Less than at purchase in some ways, more in others. The company now has a track record, so expect to provide filed accounts or an accountant's reference, up-to-date tenancy agreements, and twelve months' conduct on the existing limited company mortgage. Companies House must still show a clean picture: property SIC codes, confirmation statements filed, no unexplained charges on the register. Directors repeat the personal side, credit consent, identification, and fresh personal guarantees for the new lender, often with independent legal advice. Where the structure has changed since the original loan, a new shareholder, a holding company inserted above the SPV, flag it early: structural changes mid-application are the single most common cause of company remortgage delay.
Lender appetite
Who competes hardest for company remortgage business?
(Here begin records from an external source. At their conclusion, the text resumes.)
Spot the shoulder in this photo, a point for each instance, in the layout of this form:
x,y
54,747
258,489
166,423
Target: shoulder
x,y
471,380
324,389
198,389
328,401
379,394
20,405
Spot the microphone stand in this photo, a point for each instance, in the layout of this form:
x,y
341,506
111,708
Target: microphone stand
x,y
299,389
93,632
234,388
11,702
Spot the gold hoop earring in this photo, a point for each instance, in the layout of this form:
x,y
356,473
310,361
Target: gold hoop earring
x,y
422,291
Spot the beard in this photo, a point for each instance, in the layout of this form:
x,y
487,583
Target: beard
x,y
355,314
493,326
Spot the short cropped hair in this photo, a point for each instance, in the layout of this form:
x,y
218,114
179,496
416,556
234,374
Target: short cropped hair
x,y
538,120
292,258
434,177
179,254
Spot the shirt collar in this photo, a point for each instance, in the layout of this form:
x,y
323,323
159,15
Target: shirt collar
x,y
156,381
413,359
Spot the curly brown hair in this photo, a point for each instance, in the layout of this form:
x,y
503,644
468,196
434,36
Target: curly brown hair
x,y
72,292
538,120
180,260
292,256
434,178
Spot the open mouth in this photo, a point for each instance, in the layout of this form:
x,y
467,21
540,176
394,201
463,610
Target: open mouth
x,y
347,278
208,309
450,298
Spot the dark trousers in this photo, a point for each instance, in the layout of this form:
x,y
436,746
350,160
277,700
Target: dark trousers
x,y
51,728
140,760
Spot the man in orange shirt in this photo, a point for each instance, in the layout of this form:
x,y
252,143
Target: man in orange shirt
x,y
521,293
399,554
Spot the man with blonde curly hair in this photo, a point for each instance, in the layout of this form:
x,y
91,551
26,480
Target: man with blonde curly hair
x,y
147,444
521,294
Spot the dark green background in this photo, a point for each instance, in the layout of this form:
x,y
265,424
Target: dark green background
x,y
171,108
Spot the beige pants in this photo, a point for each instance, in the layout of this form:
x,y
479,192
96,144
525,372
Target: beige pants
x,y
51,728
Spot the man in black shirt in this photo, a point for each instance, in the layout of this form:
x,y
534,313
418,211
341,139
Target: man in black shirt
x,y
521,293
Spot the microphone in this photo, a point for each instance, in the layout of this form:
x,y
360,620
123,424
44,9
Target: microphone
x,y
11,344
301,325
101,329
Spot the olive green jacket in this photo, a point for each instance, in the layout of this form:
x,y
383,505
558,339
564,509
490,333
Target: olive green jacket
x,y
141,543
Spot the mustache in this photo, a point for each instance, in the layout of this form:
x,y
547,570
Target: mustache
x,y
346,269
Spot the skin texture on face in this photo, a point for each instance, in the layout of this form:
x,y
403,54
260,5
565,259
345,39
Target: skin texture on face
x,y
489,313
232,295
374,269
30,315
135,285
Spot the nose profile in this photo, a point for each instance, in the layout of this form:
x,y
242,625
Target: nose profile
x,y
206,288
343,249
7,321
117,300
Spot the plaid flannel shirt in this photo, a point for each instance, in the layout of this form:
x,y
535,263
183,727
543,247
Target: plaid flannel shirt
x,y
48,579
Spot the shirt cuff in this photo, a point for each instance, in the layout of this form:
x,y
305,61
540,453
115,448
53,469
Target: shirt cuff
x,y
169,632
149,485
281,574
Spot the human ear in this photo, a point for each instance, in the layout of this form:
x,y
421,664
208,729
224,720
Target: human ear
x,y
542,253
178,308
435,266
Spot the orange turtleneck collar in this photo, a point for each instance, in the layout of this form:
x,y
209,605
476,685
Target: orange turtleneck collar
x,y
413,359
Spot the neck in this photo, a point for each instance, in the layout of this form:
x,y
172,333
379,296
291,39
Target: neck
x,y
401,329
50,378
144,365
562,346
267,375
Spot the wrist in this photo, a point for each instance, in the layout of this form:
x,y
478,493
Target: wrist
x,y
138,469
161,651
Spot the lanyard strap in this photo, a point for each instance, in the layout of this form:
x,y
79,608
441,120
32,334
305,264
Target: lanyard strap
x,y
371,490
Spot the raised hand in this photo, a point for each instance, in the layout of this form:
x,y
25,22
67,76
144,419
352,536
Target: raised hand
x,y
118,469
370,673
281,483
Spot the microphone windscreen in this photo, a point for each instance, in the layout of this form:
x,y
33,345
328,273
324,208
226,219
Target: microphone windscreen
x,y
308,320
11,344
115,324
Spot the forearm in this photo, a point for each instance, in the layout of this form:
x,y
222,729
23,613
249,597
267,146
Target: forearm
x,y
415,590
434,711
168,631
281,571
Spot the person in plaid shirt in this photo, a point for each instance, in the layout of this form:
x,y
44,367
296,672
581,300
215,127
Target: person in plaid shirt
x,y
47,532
The specialist company lenders, Paragon, Kent Reliance, Fleet Mortgages, Foundation Home Loans, treat remortgages as core volume and frequently sweeten them with free valuations or contribution to legals. The challenger names, Aldermore and Shawbrook, price keenly for portfolio-scale refinances and restructures. And the intermediary-only ranges never reach the open market at all, so a company comparing only the offers it can find directly is comparing a fraction of its real options. Remortgage pricing also responds to loan size: at portfolio scale, terms are often negotiated rather than taken from the rate card.
New to the structure entirely? Start at the limited company buy-to-let hub or the SPV mortgages explainer. Refinancing four or more properties belongs on the limited company portfolio mortgages page, current pricing context on limited company mortgage rates, and every one of our 244 town pages shows the local rent and value picture a re-stress would use.
Frequently asked questions
Can a limited company remortgage a buy-to-let property?
Yes, on the same basis it borrowed in the first place. The company applies to a new lender (or re-fixes with its current one), the rent is re-stressed at the 125% interest coverage ratio, the directors renew their personal guarantees, and the new loan redeems the old. Lenders treat a company remortgage as routine business; the company's filed accounts and its conduct on the existing limited company mortgage simply join the evidence pack.
Can the company borrow more than it owes when it remortgages?
Usually, if the figures support it. Capital raising up to 75% loan to value is standard, and because the new loan is stressed against today's rent rather than the rent at purchase, several years of rental growth often translate directly into extra borrowing capacity. Lenders ask what the raised funds are for; a deposit on the next rental property is the most common answer and one of the easiest to approve.
Can a remortgage repay my director's loan?
Often, yes. Most lenders accept capital raising to repay a documented director's loan, which puts your original deposit back in your pocket without income tax, since it is loan repayment rather than profit extraction. The loan needs to be visible in the company accounts, and a minority of lenders restrict the purpose, so we check appetite before choosing the lender rather than after.
When should the company start the remortgage process?
Around six months before the current deal ends. That window lets us secure a new offer early, most lenders honour an offer for three to six months, while keeping the option to re-shop if pricing improves before completion. Leaving it late usually means a stretch on the lender's reversion rate, which is typically the most expensive money in the whole cycle and worth actively avoiding.
What does a limited company remortgage cost?
Lender costs mirror a purchase: arrangement fee (often percentage-based on company products), valuation and legal work, though many remortgage products bundle free valuation and basic legals. There is no stamp duty land tax, because no property is changing hands. Our fee is contingent: 1% of loan on successful drawdown, lender proc fee first, client top-up only if proc < 1%.